Issue
Where members of the same wholly owned company group enter into a valid loss transfer agreement in accordance with Subdivision 170-A of the Income Tax Assessment Act 1997 (ITAA 1997), can those same members enter into a subsequent agreement to transfer the same loss in an earlier income year?
Decision
No. A specific consequence of a valid transfer of an amount of a tax loss under Subdivision 170-A of the ITAA 1997 is that the loss company is taken never to have incurred that loss once it has been validly transferred.
Facts
Loss Company and Income Company enter into a valid loss transfer agreement under Subdivision 170-A of the ITAA 1997 to transfer a tax loss in the deduction year. The loss was incurred by Loss Company in an earlier income year (the loss year).

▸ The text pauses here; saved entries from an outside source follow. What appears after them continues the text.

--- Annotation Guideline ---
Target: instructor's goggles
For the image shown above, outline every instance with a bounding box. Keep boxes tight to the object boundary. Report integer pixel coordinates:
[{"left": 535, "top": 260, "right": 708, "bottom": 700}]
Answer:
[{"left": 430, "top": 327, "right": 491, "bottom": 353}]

Income Company subsequently determines that it had additional assessable income in an income year between the loss year and deduction year (the intervening income year). The public officers of Income Company and Loss Company propose to enter into a subsequent loss transfer agreement that transfers the loss previously transferred in the deduction year in the intervening income year.
Reasons for Decision
Subdivision 170-A provides the legislative basis to permit the transfer of tax losses between members of the same wholly-owned group of companies where certain conditions are satisfied.
Specific consequences of a valid transfer of an amount of a tax loss are: (i) with respect to the income company, subsection 170-15(1) of the ITAA 1997 provides that if: ...an amount of a tax loss is transferred, the amount is taken to be a tax loss incurred by the income company in the loss year. (ii) with respect to the loss company, subsection 170-20(2) of the ITAA 1997 provides that: The loss company can no longer deduct the transferred amount and is taken not to have incurred the tax loss to the extent of that amount.
Taxation Ruling TR 98/12 at paragraph 11 states that: ... subsections 80G(6) and (12) (section 170-15 and subsection 170-20(2)) operate to deem an agreed amount of loss to have been incurred by the income company and not to have been incurred by the loss company at the time a valid transfer document is executed. This means that the relevant amount of loss is no longer available to be dealt with by the loss company.
Accordingly, any subsequent loss transfer agreement made by the loss company to transfer an amount of tax loss that has been validly transferred is ineffective, as that tax loss is no longer available to the loss company for it to transfer.